Una vez mi buen amigo Leocadio me contó lo siguiente:
—El día que conocí a mi suegra me sentí igual que un piloto de guerra cuyo avión es alcanzado por el enemigo y no le queda más remedio que saltar en paracaídas en territorio enemigo.
— ¡Vaya agobio, colega! Le respondí, añadiendo lo siguiente:
—Yo, afortunadamente, nunca tuve que pasar por ese trance. Siempre tuve la suerte de que mis parejas eran huérfanas.

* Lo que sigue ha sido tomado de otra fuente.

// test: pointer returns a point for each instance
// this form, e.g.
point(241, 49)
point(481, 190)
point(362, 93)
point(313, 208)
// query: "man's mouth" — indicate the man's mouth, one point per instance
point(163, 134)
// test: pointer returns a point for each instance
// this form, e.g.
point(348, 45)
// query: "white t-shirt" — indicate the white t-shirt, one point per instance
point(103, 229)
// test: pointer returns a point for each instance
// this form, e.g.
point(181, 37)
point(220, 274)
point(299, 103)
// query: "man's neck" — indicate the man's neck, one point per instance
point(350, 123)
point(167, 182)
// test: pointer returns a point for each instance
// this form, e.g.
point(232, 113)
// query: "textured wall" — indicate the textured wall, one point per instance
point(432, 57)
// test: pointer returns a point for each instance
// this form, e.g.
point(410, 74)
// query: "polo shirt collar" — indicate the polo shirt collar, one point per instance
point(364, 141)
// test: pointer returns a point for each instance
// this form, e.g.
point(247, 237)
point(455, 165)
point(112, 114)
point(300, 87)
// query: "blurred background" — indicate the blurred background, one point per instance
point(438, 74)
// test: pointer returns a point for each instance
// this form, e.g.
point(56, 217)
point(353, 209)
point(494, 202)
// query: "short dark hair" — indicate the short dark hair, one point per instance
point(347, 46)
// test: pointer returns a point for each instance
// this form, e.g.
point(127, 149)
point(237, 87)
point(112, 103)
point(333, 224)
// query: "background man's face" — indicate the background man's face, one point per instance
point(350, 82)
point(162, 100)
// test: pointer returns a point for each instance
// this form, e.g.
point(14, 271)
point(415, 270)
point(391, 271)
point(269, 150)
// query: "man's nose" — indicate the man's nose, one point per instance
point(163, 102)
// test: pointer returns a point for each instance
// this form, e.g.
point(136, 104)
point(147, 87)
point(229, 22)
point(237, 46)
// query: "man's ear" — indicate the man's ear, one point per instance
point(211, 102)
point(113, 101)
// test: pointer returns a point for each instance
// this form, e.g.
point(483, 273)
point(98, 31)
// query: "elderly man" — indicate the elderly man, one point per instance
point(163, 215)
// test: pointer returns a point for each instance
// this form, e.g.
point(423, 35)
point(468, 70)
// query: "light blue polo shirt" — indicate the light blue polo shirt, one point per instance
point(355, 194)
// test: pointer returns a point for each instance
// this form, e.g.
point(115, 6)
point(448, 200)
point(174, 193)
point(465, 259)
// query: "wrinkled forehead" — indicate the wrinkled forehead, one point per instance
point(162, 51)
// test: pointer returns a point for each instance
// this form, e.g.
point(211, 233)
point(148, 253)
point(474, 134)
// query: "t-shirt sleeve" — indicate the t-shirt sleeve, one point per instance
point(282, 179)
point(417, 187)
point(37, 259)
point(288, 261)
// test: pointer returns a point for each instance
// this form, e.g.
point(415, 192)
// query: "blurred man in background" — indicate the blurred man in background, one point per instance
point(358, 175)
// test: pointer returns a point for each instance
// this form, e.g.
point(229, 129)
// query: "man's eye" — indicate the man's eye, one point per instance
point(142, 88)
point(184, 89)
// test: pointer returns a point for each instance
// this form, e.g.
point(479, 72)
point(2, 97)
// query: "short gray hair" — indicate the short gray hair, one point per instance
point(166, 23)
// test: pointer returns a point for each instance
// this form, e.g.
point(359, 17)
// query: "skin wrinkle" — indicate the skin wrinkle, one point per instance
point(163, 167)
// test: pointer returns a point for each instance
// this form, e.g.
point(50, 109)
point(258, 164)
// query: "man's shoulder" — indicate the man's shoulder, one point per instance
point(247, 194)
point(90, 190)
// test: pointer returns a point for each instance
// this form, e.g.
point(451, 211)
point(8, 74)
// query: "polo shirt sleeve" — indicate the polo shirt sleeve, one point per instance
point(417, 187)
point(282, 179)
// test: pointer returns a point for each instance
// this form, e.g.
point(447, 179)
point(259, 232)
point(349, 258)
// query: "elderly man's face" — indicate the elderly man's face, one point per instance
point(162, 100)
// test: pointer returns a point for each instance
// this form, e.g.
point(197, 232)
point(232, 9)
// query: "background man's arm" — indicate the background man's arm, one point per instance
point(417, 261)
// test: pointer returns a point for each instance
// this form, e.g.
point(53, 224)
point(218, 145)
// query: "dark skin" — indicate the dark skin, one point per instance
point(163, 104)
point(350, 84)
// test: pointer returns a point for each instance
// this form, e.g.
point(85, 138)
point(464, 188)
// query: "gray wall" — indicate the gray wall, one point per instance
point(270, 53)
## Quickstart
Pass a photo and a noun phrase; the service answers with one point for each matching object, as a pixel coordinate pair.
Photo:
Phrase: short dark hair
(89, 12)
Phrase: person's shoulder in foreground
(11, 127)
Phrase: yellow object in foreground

A lo que mi colega contestó diciendo:
—Bueno, pues eso que ganaste, aunque con esto de las suegras hay que tener en cuenta que las hay de todos los colores, todo depende de la que te toque, aunque lo importante siempre es la hija y no la madre, pero a veces por desgracia van en el mismo lote, todo depende de la capacidad de aguante que tenga cada uno.
Y añadí:
—Sí, tío, tienes razón, yo no aguantaba ni a mi mujer, por eso me divorcié, así que imagina si hubiera tenido que soportar también a mi suegra .Y si te soy sincero, a veces no me aguanto ni a mí mismo, pero como no tengo más remedio que tragarme, me he acostumbrado. Ya son muchos años de dedicación solo a mi persona y durante veinticuatro horas al día. Es un trabajo a tiempo completo y como ya no soy un niño, creo que me he adaptado muy bien a la actividad. Me he convertido en auténtico especialista de mí mismo, algo que no todos consiguen, aunque lleguen a los cien años.
— ¡Estoy totalmente de acuerdo contigo, amigo!, respondió Leocadio, aunque creí adivina en la expresión de su gesto, un cierto toque de envidia por el beneficio que mi situación de soltero privilegiado libre de suegras me otorga, o por lo menos, eso me pareció a mí.